Variational Inference for Policy Optimization
This blog is mainly inspired by MPO, an off-policy RL framework based on coordinate ascent on a relative entropy objective. We will briefly discuss how this framework relates to various RL paradigms, including trust-region policy optimization (TRPO) families and Max-Ent RL algorithms (More discussion can be found in this amazing tutorial paper).
RL as Structured Variational Inference.
In structured variational inference, the goal is to approximate a distribution with another similar distribution (density estimation). In general, the reinforcement learning objective can be viewed as optimizing an expectation over a parameterized distribution given an MDP $\mathcal{M}(S, A, \gamma, p, R)$:
\[\arg\max_\theta \mathbb{E}_{\tau \sim \pi_\theta}\Big[\sum_{t=1} \gamma^{t-1} r_t \Big] \tag{1}\]| Denote $\tau$ as a trajectory and $\pi$ as a existing distribution of trajectories (current policy), consider translating this target as maximizing the likelihood of $\tau \sim \pi$ being optimal. We first introduce a binary-value variable $O$ that describes the optimality of a given trajectory $\tau$(1 indicates $\tau$ being optimal and 0 on the opposite). Define the prior probability of a trajectory being optimal as $p(O=1 | \tau)\propto \exp^{\frac{1}{\alpha}\Sigma_\tau r(s_t, a_t)}$ |
NOTE: For an infinite horizon MDP, consider discounted return: $\Sigma_t \gamma^{t-1} r(s_t, a_t)$). We omit the normalization constant of the prior distribution, as it is independent of the optimization variables and therefore does not affect the resulting objective.
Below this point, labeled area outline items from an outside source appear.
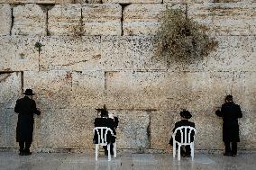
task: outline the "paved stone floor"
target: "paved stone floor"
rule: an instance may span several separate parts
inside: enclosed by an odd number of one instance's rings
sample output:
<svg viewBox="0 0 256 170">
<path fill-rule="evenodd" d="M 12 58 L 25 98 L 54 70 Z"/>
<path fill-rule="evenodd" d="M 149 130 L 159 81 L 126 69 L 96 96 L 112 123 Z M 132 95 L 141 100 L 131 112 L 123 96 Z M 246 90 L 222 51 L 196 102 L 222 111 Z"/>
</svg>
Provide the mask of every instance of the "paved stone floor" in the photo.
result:
<svg viewBox="0 0 256 170">
<path fill-rule="evenodd" d="M 221 154 L 196 153 L 194 161 L 185 157 L 178 161 L 169 154 L 119 154 L 107 161 L 93 155 L 74 153 L 34 153 L 18 156 L 16 152 L 0 152 L 0 170 L 256 170 L 256 153 L 235 157 Z"/>
</svg>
Moreover, we set the temperature coefficient $\alpha = 1$ without loss of generality for now.
\[\begin{aligned} \log p_\pi(O) & \coloneqq \log \int_\tau p(O | \tau) \pi(\tau) d\tau \\ &\geq \mathbb{E}_{q}\left[ \log p(O|\tau) - \log\frac{q(\tau)}{\pi(\tau)} \right] \\ &= \mathbb{E}_q[\log p(O|\tau)] - \mathbf{D}_{KL}(q(\tau) \Vert \pi(\tau)) \\ &= \sum_t \mathbb{E}_{(s_t, a_t)\sim q}[r(s_t, a_t)] - \mathbb{E}_{s_t \sim q}\mathbf{KL}(q(\cdot |s_t)\Vert \pi(\cdot|s_t)) \end{aligned} \tag{2}\]Here, we introduce an auxiliary distribution $q$, which can be translated into another policy.
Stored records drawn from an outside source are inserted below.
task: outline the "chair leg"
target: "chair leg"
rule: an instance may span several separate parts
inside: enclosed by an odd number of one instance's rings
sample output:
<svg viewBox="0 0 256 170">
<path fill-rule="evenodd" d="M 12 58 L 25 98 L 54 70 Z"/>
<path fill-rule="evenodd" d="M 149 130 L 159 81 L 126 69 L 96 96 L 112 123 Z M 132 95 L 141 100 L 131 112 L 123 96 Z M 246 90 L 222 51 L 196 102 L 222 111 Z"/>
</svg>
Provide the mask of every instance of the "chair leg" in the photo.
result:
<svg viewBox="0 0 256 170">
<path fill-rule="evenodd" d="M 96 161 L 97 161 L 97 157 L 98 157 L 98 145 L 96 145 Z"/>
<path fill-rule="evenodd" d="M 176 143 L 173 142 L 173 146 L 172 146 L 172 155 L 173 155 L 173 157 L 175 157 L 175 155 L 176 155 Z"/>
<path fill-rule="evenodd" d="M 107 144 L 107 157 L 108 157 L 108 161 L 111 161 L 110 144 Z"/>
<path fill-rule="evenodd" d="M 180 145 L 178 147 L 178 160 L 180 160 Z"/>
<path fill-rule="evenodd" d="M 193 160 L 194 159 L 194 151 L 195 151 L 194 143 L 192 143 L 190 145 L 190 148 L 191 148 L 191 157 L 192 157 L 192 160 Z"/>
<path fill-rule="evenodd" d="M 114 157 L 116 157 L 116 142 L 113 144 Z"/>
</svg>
This formulation resembles the ELBO of a variational auto-encoder (VAE).
Next, consider optimizing this lower bound through coordinate ascent.
The objective of $q$ is the KL-regularized return (not caring about the partition):
\[J_q (s_0) = \mathbb{E}_{q(\tau | s_0)} \left[ \sum_t \gamma^t r(s_t, a_t) - \mathbf{D}_{KL}(q(a_T | s_t) \Vert \pi(a_t | s_t) \right] \tag{3}\] \[J_q (s_0) = \mathbb{E}_{q(\tau | s_0)} \left[ \sum_t \gamma^t r(s_t, a_t) + \mathbf{H}[q(a_t | s_t)] \right] \tag{4}\]Another comparision is:
\[J_q (s_0) = \mathbb{E}_{q(\tau | s_0)} \left[ \sum_t \gamma^t r(s_t, a_t) - \log q(a_T | s_t) + \log \pi(a_t | s_t) \right] \tag{5}\] \[J_q (s_0) = \mathbb{E}_{q(\tau | s_0)} \left[ \sum_t \gamma^t r(s_t, a_t) - \log q(a_T | s_t) \right] \tag{6}\]Thus, define the action value function and the value KL-regularized Bellman function as:
\[Q^q(s_t, a_t) \coloneqq r(s_t, a_t) + \mathbb{E}_{q} \left[ \sum_{k=t+1} \gamma^k r(s_k, a_k) - \mathbf{D}_{KL}(q(a_k | s_k) \Vert \pi(a_k | s_k) \right]\] \[\mathcal{T}^{\pi, q} Q^q(s_t, a_t) \coloneqq r(s_{t}, a_{t}) + \gamma \mathbb{E}_{p_q(s_{t+1}, a_{t+1}| s_t, a_t)} \left[Q^q (s_{t+1}, a_{t+1}) - \frac{\log q(a_{t+1}|s_{t+1})}{\log \pi(a_{t+1}|s_{t+1})}\right]\]Then, express the objective within the context of policy iteration:
\[q_{k}(a|s) = \arg \max_q \mathbb{E}_{q} [Q^{q_{k-1}}(s, a)] - \mathbf{D}_{KL}(q(a|s) \Vert \pi_k(a|s) ) \tag{7}\]This can be considered as the E-step of the EM algorithm; Thus, the corresponding M-step is:
\[\pi_{k+1}(a|s) = \arg \min_\pi \mathbf{D}_{KL}(q(a|s) \Vert \pi(a|s)) \tag{8}\]One may formulate an iterative algorithm either considering:
- Parameterized E-step + Unparameterized M-step: Optimize parameterized $q_\theta$ via (7)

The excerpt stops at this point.